So steht Kilmar Abrego Garcia nun zwischen den Fronten eines Systems, das sich widerspricht, verzögert und verrennt. Die Entscheidung von Richterin Xinis ist kein Freispruch, keine endgültige Lösung. Sie ist ein Stoppzeichen. Ein klares Signal, das ein Gericht nicht bereit ist, weitere Fehler, Ausflüchte und Tatsachenverdrehungen hinzunehmen. Für Kilmar bedeutet das vorerst Freiheit. Für die Regierung bedeutet es eine unbequeme Aufgabe: endlich zu erklären, was sie eigentlich vorhat – und auf welcher rechtlichen Grundlage.

All das sind Folgen von Rechtspopulismus. Wer in Deutschland glaubt, das gehe ihn nichts an, irrt sich – und zwar gründlich. Björn Höcke hat diese Richtung nicht verklausuliert, sondern offen benannt. Im Frühjahr 2025 erklärte der AfD-Fraktionschef in Thüringen, der Flughafen Erfurt-Weimar solle künftig als zentraler Ort für Abschiebungen dienen. Menschen ohne Aufenthaltsrecht sollten dort gesammelt und von dort aus außer Landes gebracht werden. Der Vorstoß war Teil eines offiziellen Antrags der AfD-Fraktion im Landtag. Höcke sprach davon, Abschiebungen zu bündeln und zu beschleunigen. Juristen und Flüchtlingsorganisationen warnten, dass damit ein abgeschotteter Sammelort entstünde, an dem Menschen faktisch festgehalten würden, ohne reguläre Haft. Eine klare Distanzierung blieb aus. Der Plan blieb stehen. CDU/CSU zeigen auch mehr und mehr Tendenzen am Gefallen dieser Praktiken.

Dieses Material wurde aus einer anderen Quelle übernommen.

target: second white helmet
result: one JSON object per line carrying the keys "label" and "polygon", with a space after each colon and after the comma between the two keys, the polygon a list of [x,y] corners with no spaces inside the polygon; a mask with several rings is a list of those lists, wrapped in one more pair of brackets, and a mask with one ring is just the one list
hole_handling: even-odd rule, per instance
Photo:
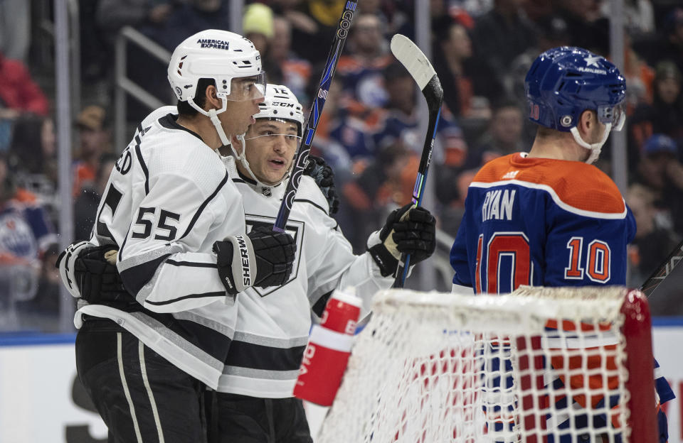
{"label": "second white helmet", "polygon": [[301,104],[290,88],[282,84],[268,84],[265,98],[258,104],[258,114],[254,118],[290,120],[299,124],[299,136],[303,134],[304,112]]}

Parallel dazu offenbaren die Zahlen, was diese Politik in der Praxis bedeutet. Im Jahr 2025 wurden in Deutschland bereits rund 20.000 Menschen abgeschoben, deutlich mehr als im Jahr zuvor. Darunter waren über 2.000 Minderjährige, viele von ihnen seit Jahren hier aufgewachsen. Pro Asyl weist darauf hin, dass ein großer Teil der Betroffenen geduldet war, gearbeitet hat oder familiär fest eingebunden war. Für sie ist Abschiebung kein Verwaltungsakt, sondern der abrupte Verlust von Zuhause, Sicherheit und Zukunft. Diese Entwicklung steht nicht für demokratische staatliche Härte, sondern für tausendfache Brüche in echten Leben.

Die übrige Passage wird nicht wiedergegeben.